Department of Biomedical Engineering, Southwest State University, Kursk 305040, Russian Federation.
Electrical Energy Department, Balqa Applied University, Amman 11937, Jordan.
J Integr Med. 2022 May;20(3):252-264. doi: 10.1016/j.joim.2022.02.007. Epub 2022 Feb 26.
This study aimed to develop expert fuzzy logic model to assist physicians in the prediction of postoperative complications of prostatic hyperplasia before surgery.

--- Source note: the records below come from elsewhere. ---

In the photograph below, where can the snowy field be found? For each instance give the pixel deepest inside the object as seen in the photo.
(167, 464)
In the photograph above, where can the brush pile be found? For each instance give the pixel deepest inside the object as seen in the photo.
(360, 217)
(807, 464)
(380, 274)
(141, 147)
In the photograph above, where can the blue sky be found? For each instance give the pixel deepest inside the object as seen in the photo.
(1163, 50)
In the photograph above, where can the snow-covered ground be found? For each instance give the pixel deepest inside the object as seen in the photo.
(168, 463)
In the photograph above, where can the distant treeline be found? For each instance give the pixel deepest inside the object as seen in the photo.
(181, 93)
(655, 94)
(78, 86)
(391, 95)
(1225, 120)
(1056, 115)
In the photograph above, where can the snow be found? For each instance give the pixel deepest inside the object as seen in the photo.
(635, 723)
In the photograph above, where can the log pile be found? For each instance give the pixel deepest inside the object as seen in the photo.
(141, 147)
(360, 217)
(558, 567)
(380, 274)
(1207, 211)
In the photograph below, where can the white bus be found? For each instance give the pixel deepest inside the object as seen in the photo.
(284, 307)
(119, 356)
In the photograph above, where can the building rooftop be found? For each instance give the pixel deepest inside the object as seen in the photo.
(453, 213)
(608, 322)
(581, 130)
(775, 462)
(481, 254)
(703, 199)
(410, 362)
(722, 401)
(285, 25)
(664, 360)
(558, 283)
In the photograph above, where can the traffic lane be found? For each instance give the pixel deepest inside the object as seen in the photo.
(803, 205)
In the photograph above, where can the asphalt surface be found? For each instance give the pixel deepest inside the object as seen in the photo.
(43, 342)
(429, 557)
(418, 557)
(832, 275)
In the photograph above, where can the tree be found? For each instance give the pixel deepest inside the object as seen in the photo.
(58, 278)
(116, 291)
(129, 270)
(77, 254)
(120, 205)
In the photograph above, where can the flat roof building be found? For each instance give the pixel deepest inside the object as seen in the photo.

A method for classification of surgical risks was developed. The effect of rotation of the current-voltage characteristics at biologically active points (acupuncture points) was used for the formation of classifier descriptors. The effect determined reversible and non-reversible changes in electrical resistance at acupuncture points with periodic exposure to a sawtooth probe current. Then, the developed method was tested on the prediction of the success of surgical treatment of benign prostatic hyperplasia.
Input descriptors were obtained from collected data including current-voltage characteristics of 5 acupuncture points and composed of 27 arrays feeding in the model. The maximum diagnostic sensitivity of the classifier for the success of a surgical operation in the control sample was 88% and for testing data set prediction accuracy was 97%.
The use of tuples of current-voltage characteristic descriptors of acupuncture points in the classifiers could be used to predict the success of surgical treatment with satisfactory accuracy. The model can be a valuable tool to support physicians' diagnosis.
本研究旨在开发专家模糊逻辑模型,以协助医生在手术前预测前列腺增生的术后并发症。
开发了一种分类手术风险的方法。利用生物活性点(穴位)电流-电压特性的旋转来形成分类器描述符。该方法用于确定在周期性暴露于锯齿形探针电流时,穴位的电阻可逆和不可逆变化。然后,在预测良性前列腺增生的手术治疗效果方面对所开发的方法进行了测试。
输入描述符是从包括 5 个穴位的电流-电压特性在内的收集数据中获得的,由 27 个输入模型的数组组成。在对照样本中,分类器对手术成功的最大诊断灵敏度为 88%,对测试数据集的预测准确性为 97%。
在分类器中使用穴位电流-电压特性描述符的元组可以用于以令人满意的准确度预测手术治疗的效果。该模型可以成为支持医生诊断的有价值工具。